Bachelier ITM Probabilities

ql.bachelierBlackFormulaAssetItmProbability(optionType: ql.Option.Type, strike: float, forward: float, stdDev: float): Computes the probability (under normal dynamics) that the option finishes in the money, expressed in asset terms.

ql.bachelierBlackFormulaAssetItmProbability(payoff: ql.PlainVanillaPayoff, forward: float, stdDev: float): Overload accepting a payoff object.

BachelierCalculator

class ql.BachelierCalculator(payoff: ql.StrikedTypePayoff, forward: float, stdDev: float, discount: float = 1.0)

The BachelierCalculator computes the price and Greeks of European-style options under the Bachelier (normal) model. It is suitable for assets or rates that can take negative values (e.g., interest rates). All sensitivities are derived assuming additive (not lognormal) dynamics.

Parameters:

payoff (ql.StrikedTypePayoff) – The option payoff defining the strike and option type.
forward (float) – The forward price of the underlying asset.
stdDev (float) – The standard deviation of the underlying (σ√T).
discount (float, optional) – The discount factor for present value. Defaults to 1.0.

value() → float

Returns the option price under the Bachelier (normal) model.

deltaForward() → float

Returns the forward delta under the normal model.

delta(spot: float) → float

Returns the spot delta, i.e., sensitivity to the current spot price.

elasticityForward() → float

Returns the forward elasticity (percentage change with respect to the forward).

elasticity(spot: float) → float

Returns the spot elasticity (percentage change with respect to the spot).

gammaForward() → float

Returns the forward gamma, second derivative with respect to forward.

gamma(spot: float) → float

Returns the spot gamma, second derivative with respect to spot.

theta(spot: float, maturity: float) → float

Returns the theta, time decay of the option value.

thetaPerDay(spot: float, maturity: float) → float

Returns theta per day, the daily time decay.

vega(maturity: float) → float

Returns the vega, sensitivity to volatility under normal dynamics.

rho(maturity: float) → float

Returns the rho, sensitivity to the interest rate.

dividendRho(maturity: float) → float

Returns the dividend rho, the sensitivity to dividend yield.

itmCashProbability() → float

Returns the cash probability of finishing in the money.

itmAssetProbability() → float

Returns the asset probability of finishing in the money.
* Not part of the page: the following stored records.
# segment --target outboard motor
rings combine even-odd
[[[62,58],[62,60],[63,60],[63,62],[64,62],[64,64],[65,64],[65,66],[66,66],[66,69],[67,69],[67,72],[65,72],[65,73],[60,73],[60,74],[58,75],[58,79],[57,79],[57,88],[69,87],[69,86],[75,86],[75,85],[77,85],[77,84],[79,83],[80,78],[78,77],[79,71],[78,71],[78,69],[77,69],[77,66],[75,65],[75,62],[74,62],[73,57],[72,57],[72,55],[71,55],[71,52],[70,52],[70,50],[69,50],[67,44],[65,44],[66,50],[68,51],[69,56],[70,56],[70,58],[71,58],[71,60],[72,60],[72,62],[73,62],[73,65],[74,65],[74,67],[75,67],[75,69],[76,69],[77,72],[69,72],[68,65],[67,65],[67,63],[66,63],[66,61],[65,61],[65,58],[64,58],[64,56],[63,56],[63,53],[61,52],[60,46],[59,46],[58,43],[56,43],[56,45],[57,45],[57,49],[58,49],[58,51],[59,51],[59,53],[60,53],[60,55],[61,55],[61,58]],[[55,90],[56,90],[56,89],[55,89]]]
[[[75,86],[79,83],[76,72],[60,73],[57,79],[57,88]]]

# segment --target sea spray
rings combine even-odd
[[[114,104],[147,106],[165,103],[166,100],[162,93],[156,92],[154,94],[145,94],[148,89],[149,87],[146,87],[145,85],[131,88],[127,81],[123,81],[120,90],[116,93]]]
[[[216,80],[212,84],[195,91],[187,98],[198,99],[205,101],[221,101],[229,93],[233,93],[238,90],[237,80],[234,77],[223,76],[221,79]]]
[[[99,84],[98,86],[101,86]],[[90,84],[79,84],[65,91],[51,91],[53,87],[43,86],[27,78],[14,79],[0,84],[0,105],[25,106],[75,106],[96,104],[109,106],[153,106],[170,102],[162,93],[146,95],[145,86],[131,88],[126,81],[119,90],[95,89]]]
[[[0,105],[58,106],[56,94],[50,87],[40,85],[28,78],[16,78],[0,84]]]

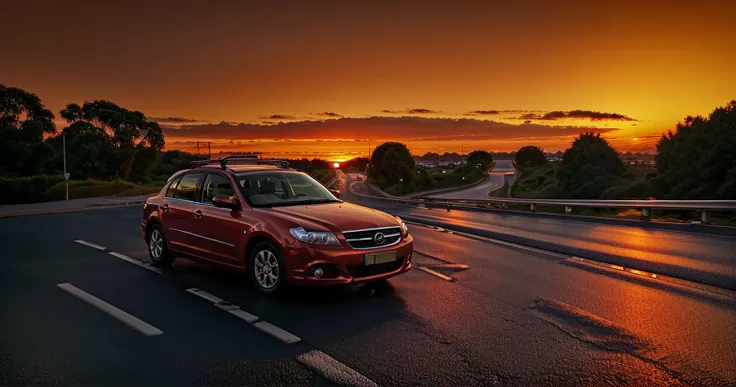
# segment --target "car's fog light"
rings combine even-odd
[[[409,263],[411,263],[411,256],[412,256],[412,254],[414,254],[414,253],[409,253],[409,259],[406,260]]]
[[[317,268],[317,270],[314,271],[314,276],[317,278],[322,278],[322,274],[324,274],[324,272],[320,268]]]

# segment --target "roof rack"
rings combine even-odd
[[[279,168],[284,168],[284,169],[291,168],[291,165],[286,160],[262,159],[258,155],[237,155],[237,156],[227,156],[227,157],[223,157],[221,159],[216,159],[216,160],[193,161],[192,166],[196,168],[196,167],[203,167],[205,165],[219,163],[220,168],[227,169],[228,163],[233,162],[233,161],[236,162],[233,164],[274,165],[274,166],[277,166]]]

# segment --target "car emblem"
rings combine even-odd
[[[386,242],[386,236],[383,235],[382,232],[377,232],[376,235],[373,236],[373,242],[376,242],[377,245],[382,245],[383,242]]]

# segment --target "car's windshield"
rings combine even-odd
[[[237,176],[245,200],[252,207],[339,202],[322,184],[301,172],[268,171]]]

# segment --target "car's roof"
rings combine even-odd
[[[225,172],[231,172],[235,174],[241,174],[241,173],[248,173],[248,172],[274,172],[274,171],[283,171],[283,172],[301,172],[296,169],[290,169],[290,168],[281,168],[276,165],[270,165],[270,164],[240,164],[240,165],[228,165],[227,169],[222,169],[222,167],[219,164],[208,164],[208,165],[202,165],[195,168],[190,169],[183,169],[181,171],[175,172],[173,175],[171,175],[168,179],[168,181],[173,180],[174,178],[186,173],[186,172],[207,172],[207,171],[225,171]]]

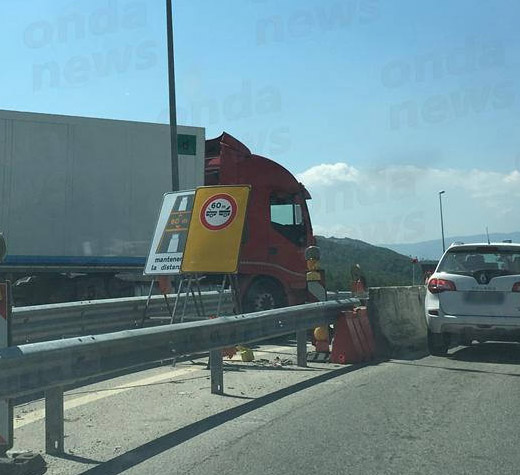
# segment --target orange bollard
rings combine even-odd
[[[330,353],[330,362],[346,364],[347,352],[349,350],[348,335],[347,335],[347,312],[341,312],[340,316],[334,324],[334,338],[332,340],[332,351]]]
[[[376,353],[376,344],[374,341],[374,333],[372,332],[372,327],[370,326],[370,320],[368,319],[367,308],[358,307],[356,310],[361,330],[363,331],[364,340],[368,348],[368,355],[370,358],[373,358]]]
[[[374,352],[374,338],[366,307],[341,312],[334,325],[330,361],[339,364],[370,361]]]
[[[355,339],[353,338],[353,316],[354,312],[352,310],[341,312],[334,324],[334,339],[330,354],[332,363],[358,363],[362,360],[357,335]]]
[[[363,345],[363,334],[360,333],[358,329],[359,322],[356,319],[355,310],[352,313],[352,317],[347,318],[347,327],[349,329],[352,345],[354,346],[354,350],[356,353],[355,361],[351,361],[351,363],[359,363],[361,361],[365,361],[366,351],[365,346]]]

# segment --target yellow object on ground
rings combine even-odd
[[[329,338],[329,329],[321,326],[314,329],[314,338],[318,341],[325,341]]]
[[[242,358],[242,361],[244,361],[245,363],[255,360],[255,354],[253,353],[253,350],[251,348],[240,346],[238,347],[238,350],[240,351],[240,357]]]

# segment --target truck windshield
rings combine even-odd
[[[437,272],[462,275],[481,271],[496,271],[501,275],[520,274],[520,249],[454,249],[446,253],[437,269]]]

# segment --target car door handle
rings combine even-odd
[[[274,255],[278,254],[278,248],[277,247],[270,247],[268,249],[268,252],[269,252],[270,256],[274,256]]]

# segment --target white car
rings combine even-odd
[[[428,348],[520,341],[520,244],[453,244],[428,280]]]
strikeSensitivity() → float

Returns the derivative of the option value with respect to strike.

strikeGamma() → float

Returns the second derivative of value with respect to strike.

alpha() → float

Returns the α (alpha) parameter of the Bachelier formula.

beta() → float

Returns the β (beta) parameter of the Bachelier formula.

Example usage:

payoff = ql.PlainVanillaPayoff(ql.Option.Put, 100)
calc = ql.BachelierCalculator(payoff, forward=98, stdDev=0.15, discount=0.995)
price = calc.value()
vega = calc.vega(1.0)